"This is the easiest blockbuster we've ever been in, George. It's all so wonderfully scripted. They said no-one could make a film that just involves two parties, with all the action confined to one small political space. But these are such great lines. Look, here's Disraeli – he gave us whole novels to quote from. Including one where he splits the whole nation into two, and makes pretty clear that the Duke of Wellington bumped off his political enemies. And Robert Peel – so quotable! 'The distinction of being without an honour is becoming a rare and valuable one, and should not become extinct.' No wonder he wrote such good songlines for The Police.
"Hold it, Sandra – we just have to pause for a special effect. The Director wants you to shoot from one side of the Westminster Bubble to the other, while falling from the 19th into the 20th Century."
"Oh, it gets even better in the 20th Century. Churchill gave his biographers an easy time because he compiled all the notes. 'History will be kind to me, for I intend to write it' – his war records are still in print, and to this day they mine his collected speeches for pithy quotes. And as for Lady Thatcher – she left over a million items in the archive, including the famous handbag."
"But you gotta bring us up to date. What happens at the start of the 21st Century?"
"Oh ... George, this is scary. I can't see anything. Help! The whole political record has gone blank. We're in a total void. Between the year 2000 and May 2010, there's no trace of any speeches."
"Not even from Cosmonaut Cameron?"
"Not a word. Nor from any of his senior colleagues."
"That's impossible, How can it be? They had the internet by then. Every Tom, Sir Roderick and cabinet minister was recording his-or-her political opinions, on screen as well as in words. How can that ten-year stretch before the Coalition just vanish without trace?"
"I've looked everywhere. But the Conservative website has been emptied of pre-election speeches. The independent internet archivists have been forced to expunge their records. The web-sweeping robots are turned back. Even the British Library records can only be accessed through special terminals, light-years away from where we are in cyberspace."
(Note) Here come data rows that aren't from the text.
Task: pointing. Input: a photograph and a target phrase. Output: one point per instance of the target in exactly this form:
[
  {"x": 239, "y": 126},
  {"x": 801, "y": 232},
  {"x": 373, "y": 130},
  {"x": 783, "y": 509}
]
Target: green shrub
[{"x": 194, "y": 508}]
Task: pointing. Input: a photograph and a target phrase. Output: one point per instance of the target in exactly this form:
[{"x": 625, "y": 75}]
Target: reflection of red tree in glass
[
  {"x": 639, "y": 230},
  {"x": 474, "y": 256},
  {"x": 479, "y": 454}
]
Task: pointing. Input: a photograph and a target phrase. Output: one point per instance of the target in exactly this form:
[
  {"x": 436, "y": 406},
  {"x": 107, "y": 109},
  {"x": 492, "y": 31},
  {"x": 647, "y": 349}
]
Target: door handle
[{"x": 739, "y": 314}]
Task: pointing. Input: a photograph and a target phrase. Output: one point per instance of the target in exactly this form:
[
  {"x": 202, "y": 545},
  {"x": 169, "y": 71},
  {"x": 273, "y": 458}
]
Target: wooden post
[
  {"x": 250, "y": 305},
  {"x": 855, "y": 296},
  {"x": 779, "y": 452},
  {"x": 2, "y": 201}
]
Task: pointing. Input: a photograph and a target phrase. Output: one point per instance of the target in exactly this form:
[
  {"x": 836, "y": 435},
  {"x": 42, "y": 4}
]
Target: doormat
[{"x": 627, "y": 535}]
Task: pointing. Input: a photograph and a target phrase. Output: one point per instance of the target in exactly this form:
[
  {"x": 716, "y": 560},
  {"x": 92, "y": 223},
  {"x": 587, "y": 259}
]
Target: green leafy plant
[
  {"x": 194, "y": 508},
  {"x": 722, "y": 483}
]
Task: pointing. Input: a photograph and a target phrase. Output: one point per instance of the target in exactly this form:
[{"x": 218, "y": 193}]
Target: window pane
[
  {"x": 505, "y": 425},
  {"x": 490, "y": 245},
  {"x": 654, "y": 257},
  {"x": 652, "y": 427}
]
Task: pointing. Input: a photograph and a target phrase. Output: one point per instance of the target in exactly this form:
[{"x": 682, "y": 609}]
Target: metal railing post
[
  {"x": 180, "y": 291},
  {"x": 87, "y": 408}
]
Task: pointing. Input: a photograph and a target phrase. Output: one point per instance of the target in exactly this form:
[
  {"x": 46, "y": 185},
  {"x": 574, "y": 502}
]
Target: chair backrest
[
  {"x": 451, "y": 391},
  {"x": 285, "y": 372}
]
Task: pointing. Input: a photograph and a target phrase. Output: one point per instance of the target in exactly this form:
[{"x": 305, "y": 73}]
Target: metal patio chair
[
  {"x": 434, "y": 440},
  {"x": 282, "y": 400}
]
"It's chilling. This means we're completely adrift, with no idea of how we got here. Where did our political masters plan to take us? What was their strategy – and what promises did they make? Without that knowledge, we'll never be able to rescue ourselves, and get back on the inter-stellar course we were so disastrously deflected from. How could it happen? Did their political enemies lob a worm into their website?"
"No, it seems they did the deletion themselves. To give people quicker and easier access to current information. And, I guess, to avoid reminding them what they were promised before."
"Well, it makes them seem more forward-looking – if there's nothing to look back on. But everyone knows that a statecraft with no retro-rockets is fatally unstable. How do we repair this gaping hole in the space-time continuum? Can we borrow from the port side to patch up this damage to starboard?"
"Oh, there's plenty preserved on the left. They don't like deleting any of their speeches. Most are stillquoting Keir Hardie and Nye Bevin half a century later – it spares them the risk of any flatlines. There was a worrying moment in under Blair when the two sides start sounding exactly the same. But Blair's business empire eventually spawned a record label that sold millions of copies – even of embarrassments like 'stakeholder society' and 'hand of history' – so there's no danger of his expostulations being expunged. And Kinnock, Smith, Brown, the Two Eds: they left behind more words than anyone could safely listen to."
"It's tempting, but I can't do it. If we try to replace all that lost Conservative rhetoric with texts from another political ecosystem – however convergent – we risk upsetting the whole cosmic balance."
"Then there's only one way out. I'll have to use a computational algorithm to reconstruct that lost decade of declarations. Inferring what they said, from what they subsequently did."
"That sounds incredibly dangerous. And it's never worked in the past. Could you please do a pilot-test first?"
"Okay. But I must warn you – even if we try this out on a small scale, any discrepancy between the reconstructed speech and the real one will cause an instant, catastrophic explosion."
"It's our last hope. We'll just have to trust that these politicians' deeds stayed true to their words."
"The machinery is running. Here's George Osborne: ‘I intend to keep increasing the public debt, until it's over 90% of national income' )."
(Cue violent rumbling and shaking of the capsule).
"And the prime minister himself: ‘there is no loss of sovereignty in the Lisbon Treaty, so a referendum on the EU isn't needed until 2017'.
(Cue dizzying somersaults, Bullock jumping over Clooney, as explosions rock the stricken rocket).
"And Andrew Lansley: 'I shall order the biggest top-down reorganisation of the NHS since it was founded'."
(The screen splits into a thousand 3D fragments and goes thunderously blank.)
"Er, Alfonso – I think we just deleted any chance of doing Gravity 5."